In the paper, they explicitly look at the “stepwise” process of de novo gene birth along the phylogeny, describing in detail 2 examples. It certainly wouldn’t be more parsimonious to consider in these cases the gene was “gradually pseudogenised” as you move in reverse up the phylogeny!


And there you have it. @pnelson, this does establish directionality.

1 Like

I will add that I think this figure is a little bit counter-intuitive. The appearance of the orange box in the ancestor of groups 1-5 is clear enough, but after that it gets a bit confusing. The green lines represent frameshift, and in groups 1 and 2 when this line is absent, this is supposed to represent the frameshift occurring to the final “gene state”. The same goes for the purple line, it represents a premature stop codon that was present in the ORF from the start, and its absence in groups 1-3 represents the loss of the stop codon (to a codon that can be read through) by a substation from a T to a C.

In other words, the phylogeny shows a clear progression: first the ORF appears, then the premature stop codon is removed, then there is an insertion of 2 bases that causes a frame-shift, then transcription is gained.

There seems to be a similar progression identified for all 175 de novo genes analysed.

Like I said – haven’t read the paper yet.

But the dates on the phylogeny are really close together, so I’ll be interested to see how they constructed their branching order.

The divergence times themselves are from, so based on several studies each. From the sounds of it, the phylogeny of the genus itself is pretty well-accepted (in the paper they just say they used “the Orzya phylogenetic tree”.


First off, you probably need something a little more recent for your estimation of function within random sequence.

Second, they are looking at 11 species that emerged over the last 3 million years, so it should be pretty easy to test your claims. From the article:

As @swamidass notes, it should be relatively simple to determine if a gene was present in the common ancestor and then became a pseudogene in all but one species over a very short period of time. The most parsimonious explanation in this case would be the emergence of a gene in one lineage instead of the production of the same pseudogene in parallel in 10 species over a short period of time.
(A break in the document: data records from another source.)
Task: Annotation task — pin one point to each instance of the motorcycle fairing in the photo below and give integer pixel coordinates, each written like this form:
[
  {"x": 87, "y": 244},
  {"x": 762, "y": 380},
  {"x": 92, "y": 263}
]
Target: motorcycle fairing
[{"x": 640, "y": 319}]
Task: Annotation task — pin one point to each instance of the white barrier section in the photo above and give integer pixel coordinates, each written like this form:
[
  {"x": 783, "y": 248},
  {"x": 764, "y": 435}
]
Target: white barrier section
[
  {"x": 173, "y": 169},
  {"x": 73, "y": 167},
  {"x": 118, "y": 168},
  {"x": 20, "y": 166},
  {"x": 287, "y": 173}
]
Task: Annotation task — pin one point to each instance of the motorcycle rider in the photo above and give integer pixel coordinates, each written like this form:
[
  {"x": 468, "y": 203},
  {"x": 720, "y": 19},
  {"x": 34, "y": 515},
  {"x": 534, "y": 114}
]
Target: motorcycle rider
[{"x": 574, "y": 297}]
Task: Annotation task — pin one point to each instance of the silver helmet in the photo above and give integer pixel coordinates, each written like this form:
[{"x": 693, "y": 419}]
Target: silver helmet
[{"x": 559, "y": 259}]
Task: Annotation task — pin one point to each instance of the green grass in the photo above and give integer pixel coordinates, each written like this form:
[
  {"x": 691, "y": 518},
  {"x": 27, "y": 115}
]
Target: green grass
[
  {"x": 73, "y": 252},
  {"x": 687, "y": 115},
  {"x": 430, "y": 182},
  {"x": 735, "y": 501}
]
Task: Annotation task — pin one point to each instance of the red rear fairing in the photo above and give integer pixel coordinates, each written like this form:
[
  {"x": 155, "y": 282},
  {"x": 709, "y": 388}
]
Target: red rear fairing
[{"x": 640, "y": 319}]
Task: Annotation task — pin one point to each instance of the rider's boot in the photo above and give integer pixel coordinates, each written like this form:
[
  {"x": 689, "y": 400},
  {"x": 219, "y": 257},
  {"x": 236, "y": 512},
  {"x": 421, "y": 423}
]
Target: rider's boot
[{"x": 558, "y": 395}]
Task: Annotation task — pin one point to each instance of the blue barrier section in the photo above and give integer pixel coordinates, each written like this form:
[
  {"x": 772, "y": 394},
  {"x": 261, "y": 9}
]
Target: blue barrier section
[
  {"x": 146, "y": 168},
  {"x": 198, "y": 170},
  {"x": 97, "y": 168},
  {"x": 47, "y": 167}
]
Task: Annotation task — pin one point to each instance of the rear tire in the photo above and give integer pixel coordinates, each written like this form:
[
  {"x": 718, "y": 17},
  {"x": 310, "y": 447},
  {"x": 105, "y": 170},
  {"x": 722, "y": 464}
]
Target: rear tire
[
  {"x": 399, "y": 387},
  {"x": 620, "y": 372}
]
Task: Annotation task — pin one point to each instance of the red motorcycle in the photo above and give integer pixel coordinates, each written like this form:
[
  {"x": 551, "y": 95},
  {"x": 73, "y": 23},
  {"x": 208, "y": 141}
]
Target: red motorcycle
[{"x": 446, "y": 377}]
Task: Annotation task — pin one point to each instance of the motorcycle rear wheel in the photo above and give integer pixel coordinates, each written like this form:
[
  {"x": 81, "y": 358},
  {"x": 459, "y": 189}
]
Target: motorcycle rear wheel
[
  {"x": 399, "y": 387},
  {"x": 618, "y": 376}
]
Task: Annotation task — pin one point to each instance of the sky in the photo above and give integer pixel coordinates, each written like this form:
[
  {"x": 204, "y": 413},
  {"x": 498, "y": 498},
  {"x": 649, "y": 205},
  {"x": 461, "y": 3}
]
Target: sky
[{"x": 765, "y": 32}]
Doesn’t really solve your problem, though, does it? The fact would still remain that the existence of what appear to be “orphan” or “de novo” genes is just an artifact, whether the apparent absence of orthologous genes in related lineages is the result of neo-functionalization of non-coding sequences, or of inactivation of functioning genes.

But I now see that the scientists have shown you are wrong, anyway, so that’s that.
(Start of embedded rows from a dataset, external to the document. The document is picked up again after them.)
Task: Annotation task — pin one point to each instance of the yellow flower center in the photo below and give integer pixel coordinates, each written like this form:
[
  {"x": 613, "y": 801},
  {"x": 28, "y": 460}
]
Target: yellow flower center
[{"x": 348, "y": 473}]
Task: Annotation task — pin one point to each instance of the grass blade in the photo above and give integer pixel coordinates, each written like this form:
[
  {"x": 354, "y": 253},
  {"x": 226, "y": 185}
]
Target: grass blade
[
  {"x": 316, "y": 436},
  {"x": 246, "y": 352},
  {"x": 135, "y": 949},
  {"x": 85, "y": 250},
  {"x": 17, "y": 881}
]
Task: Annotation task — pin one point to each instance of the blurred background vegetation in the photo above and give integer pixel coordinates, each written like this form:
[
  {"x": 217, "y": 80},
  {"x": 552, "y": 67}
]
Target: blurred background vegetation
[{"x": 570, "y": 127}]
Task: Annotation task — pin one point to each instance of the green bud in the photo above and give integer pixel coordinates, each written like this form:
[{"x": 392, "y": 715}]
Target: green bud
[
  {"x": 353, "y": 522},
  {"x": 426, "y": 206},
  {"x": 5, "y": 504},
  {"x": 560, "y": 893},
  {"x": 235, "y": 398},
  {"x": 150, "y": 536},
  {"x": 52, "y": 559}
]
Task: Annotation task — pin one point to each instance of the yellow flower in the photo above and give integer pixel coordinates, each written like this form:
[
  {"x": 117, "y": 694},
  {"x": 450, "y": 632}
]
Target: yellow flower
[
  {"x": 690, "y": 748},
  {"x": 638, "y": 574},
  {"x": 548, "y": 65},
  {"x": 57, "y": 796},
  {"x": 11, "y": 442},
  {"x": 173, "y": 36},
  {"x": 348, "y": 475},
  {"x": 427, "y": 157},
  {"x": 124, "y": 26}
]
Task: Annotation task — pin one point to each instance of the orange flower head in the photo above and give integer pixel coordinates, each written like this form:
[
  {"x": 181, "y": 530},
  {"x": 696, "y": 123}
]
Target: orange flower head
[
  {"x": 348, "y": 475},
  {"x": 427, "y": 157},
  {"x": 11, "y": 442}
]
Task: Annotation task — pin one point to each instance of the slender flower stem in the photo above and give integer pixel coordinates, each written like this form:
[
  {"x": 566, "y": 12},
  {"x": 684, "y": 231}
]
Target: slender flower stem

I suppose we’ll be hearing no more of this “de novo” gene argument from you ID creationists. Correct?

@Patrick: Thanks for the link to the article. Its really intriguing.

Leaves me wondering what somebody like James Shapiro will make of this study. Seems right up his alley.

Unfortunately, it does sound like something up James Shapiro’s alley. He will take the already known and widely accepted mechanisms, give them a new name, and then act as if he has discovered something new. That’s pretty much what he did with “natural genetic engineering”.


And because of the great work done by science popularizers like Richard Dawkins, people will actually believe him…

What he is talking about is a far cry from what is generally taught in class rooms.

No, it isn’t. What James Shapiro talks about are random mutations as they are taught in the class rooms. If you feel so inclined, you could start a thread on the subject and we could discuss more.

Will take you on your word…
To clarify, I was referring to high school.